Le Serpent Rouge Is Shedding Its Skin

Michel Vallet
22.12.2018

Prior to the publication of Gérard de Sède's book, L'or de Rennes, in November 1967, a number of mimeographed brochures and pamphlets were rubber-stamped with the ‘Dépôt Légal’ mark and entered the Bibliothèque Nationale. Their titles are now familiar to us: Dossiers secrets, by Henri Lobineau; Les descendants mérovingiens ou l'énigme du Razès wisigoth, by Madeleine Blancasall; Pierres gravées du Languedoc, by Eugène Stüblein; Un trésor mérovingien à Rennes-le-Château, by Antoine L'Ermite; Généalogie des rois mérovingiens et origine de diverses familles françaises et étrangères de souche mérovingienne, d'après l'abbé Pichon, le docteur Hervé et les parchemins de l'abbé Saunière, curé de Rennes, by Henri Lobineau, and finally, Le Serpent rouge, notes sur Saint-Germain-des-Près et Saint-Sulpice de Paris, by Pierre Feugère, Louis Saint-Maxent and Gaston de Koker.
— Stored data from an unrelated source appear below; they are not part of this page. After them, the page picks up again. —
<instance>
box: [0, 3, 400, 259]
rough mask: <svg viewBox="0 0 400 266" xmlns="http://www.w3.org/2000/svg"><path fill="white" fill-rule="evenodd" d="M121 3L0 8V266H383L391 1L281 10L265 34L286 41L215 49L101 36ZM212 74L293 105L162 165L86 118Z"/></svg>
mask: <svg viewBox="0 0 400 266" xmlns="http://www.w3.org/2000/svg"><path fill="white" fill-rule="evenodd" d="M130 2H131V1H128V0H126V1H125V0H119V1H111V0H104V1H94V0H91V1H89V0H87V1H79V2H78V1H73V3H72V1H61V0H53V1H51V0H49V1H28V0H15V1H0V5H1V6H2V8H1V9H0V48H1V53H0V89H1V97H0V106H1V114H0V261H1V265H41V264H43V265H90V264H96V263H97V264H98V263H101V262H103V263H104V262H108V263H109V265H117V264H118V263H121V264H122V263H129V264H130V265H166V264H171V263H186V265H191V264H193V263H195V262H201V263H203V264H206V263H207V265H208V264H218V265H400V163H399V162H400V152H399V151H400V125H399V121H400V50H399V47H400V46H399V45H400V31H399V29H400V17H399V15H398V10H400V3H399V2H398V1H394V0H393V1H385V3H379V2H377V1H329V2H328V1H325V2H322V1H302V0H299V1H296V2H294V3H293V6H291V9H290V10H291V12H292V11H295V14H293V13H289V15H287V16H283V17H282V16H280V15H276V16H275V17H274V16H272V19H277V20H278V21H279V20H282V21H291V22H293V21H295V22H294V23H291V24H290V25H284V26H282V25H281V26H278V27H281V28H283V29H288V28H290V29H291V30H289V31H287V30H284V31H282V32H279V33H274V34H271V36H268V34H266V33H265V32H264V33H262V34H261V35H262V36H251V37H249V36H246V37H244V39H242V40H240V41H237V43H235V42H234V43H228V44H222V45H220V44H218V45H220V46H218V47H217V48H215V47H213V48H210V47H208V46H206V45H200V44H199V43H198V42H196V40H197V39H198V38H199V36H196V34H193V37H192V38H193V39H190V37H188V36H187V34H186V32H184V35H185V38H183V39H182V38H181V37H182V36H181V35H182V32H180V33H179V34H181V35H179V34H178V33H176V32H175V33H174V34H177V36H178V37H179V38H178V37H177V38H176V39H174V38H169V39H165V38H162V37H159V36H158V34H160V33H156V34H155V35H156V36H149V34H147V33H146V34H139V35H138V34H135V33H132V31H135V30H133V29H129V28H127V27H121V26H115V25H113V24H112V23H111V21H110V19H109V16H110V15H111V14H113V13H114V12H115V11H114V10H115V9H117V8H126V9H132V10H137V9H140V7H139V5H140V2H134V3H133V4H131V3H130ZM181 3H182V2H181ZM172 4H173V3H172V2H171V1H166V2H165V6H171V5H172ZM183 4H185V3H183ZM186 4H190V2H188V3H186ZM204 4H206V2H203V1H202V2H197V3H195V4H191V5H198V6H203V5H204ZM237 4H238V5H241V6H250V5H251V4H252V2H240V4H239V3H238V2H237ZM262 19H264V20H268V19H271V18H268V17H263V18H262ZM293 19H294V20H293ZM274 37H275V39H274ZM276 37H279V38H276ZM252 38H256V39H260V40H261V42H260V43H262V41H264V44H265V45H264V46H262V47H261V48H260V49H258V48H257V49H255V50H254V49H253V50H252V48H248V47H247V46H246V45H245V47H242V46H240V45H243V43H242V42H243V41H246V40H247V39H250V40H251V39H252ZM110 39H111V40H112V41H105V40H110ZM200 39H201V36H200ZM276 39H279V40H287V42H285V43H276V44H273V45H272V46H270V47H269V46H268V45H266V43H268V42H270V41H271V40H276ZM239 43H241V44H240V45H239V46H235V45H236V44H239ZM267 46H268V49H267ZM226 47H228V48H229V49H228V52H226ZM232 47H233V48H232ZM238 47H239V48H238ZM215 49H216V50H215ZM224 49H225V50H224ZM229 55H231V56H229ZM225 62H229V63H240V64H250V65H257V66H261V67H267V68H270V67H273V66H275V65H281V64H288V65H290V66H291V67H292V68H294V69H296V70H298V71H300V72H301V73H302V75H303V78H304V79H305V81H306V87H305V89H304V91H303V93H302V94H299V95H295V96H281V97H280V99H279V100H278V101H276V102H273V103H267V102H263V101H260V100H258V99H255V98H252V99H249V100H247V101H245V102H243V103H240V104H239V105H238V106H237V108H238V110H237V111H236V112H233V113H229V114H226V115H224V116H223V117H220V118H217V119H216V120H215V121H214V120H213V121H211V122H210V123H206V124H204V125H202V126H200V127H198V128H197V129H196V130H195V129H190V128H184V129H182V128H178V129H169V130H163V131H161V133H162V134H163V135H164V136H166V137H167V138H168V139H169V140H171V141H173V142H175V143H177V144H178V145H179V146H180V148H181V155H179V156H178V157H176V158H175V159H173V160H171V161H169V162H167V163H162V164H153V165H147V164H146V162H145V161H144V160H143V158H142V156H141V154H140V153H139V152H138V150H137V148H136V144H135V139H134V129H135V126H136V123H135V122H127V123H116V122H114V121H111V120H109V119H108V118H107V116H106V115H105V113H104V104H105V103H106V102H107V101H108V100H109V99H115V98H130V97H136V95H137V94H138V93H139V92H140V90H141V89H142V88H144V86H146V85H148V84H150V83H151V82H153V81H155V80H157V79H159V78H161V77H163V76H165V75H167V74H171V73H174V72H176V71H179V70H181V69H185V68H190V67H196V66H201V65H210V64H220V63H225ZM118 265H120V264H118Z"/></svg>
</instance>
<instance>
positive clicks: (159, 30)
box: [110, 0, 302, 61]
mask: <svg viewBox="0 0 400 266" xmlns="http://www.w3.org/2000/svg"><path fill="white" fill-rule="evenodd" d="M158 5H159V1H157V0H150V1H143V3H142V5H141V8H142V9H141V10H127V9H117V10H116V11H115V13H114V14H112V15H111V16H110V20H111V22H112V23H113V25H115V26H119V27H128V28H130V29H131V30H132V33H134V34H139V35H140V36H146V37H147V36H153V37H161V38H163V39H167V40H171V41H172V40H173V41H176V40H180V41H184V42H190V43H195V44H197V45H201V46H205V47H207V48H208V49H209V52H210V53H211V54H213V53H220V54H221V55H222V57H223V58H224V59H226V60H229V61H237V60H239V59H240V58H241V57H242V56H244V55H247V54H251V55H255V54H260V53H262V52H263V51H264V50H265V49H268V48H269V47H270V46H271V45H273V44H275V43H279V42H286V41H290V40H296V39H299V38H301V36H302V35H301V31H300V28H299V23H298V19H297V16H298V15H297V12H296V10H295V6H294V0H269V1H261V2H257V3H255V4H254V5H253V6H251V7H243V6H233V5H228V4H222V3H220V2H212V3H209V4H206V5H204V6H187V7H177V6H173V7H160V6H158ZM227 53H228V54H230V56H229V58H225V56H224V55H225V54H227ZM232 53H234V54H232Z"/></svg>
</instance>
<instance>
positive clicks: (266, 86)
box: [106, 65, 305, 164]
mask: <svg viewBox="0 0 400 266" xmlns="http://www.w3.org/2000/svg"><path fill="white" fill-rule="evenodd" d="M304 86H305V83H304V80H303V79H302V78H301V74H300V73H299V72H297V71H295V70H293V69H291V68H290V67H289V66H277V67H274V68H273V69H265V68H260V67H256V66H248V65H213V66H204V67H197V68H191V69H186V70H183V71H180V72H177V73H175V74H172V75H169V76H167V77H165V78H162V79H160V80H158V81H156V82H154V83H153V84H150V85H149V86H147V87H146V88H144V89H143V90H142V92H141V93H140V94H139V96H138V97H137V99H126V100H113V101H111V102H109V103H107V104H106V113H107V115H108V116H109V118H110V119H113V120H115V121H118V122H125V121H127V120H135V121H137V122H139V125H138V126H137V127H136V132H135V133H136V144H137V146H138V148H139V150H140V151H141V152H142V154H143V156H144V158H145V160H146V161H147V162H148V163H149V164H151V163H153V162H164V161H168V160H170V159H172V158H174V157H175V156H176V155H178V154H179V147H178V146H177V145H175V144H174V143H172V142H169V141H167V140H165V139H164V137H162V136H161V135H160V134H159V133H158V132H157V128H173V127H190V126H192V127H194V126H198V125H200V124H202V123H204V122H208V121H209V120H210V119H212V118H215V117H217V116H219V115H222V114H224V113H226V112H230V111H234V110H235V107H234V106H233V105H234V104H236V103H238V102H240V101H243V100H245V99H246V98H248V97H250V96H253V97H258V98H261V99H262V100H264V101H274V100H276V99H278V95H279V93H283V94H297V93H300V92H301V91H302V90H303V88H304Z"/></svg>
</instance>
These texts, which long retained an air of mystery, were mainly attributed to Pierre Plantard and, secondarily, to Philippe de Chérisey, although we believe that all these texts were written without his knowledge. He certainly wrote others, but not these!

Tracing the sources of this windfall gives astonishing results. They often have their origin in completely disparate elements that have been placed end to end. Glue and scissors have often played a major role. I have already pointed out that Antoine L'Ermite's long account is, in fact, a ‘copy and paste’ of a chapter from Robert Charroux's book, Trésors du monde, published in 1962, except for one sentence at the end of that text, which has been changed.

Thirty years ago, I pointed out that the drawings of the ancient stones attributed to Eugène Stüblein had been copied from Julien Sacaze’s Inscriptions antiques des Pyrénées, published in 1892. Identical drawings, and identical captions too!

It should also be noted that the ‘dynastic table’ that appears after the stanzas in Le Serpent rouge is simply a photocopy from pages 16 and 17 of Gabriel Fournier's Que Sais-je? devoted to the Merovingians, just like the two maps of Gaul to be found on pages 4 and 61.

This is not the only identification of this kind, and nor is it my own discovery, but it's worth bearing in mind even so.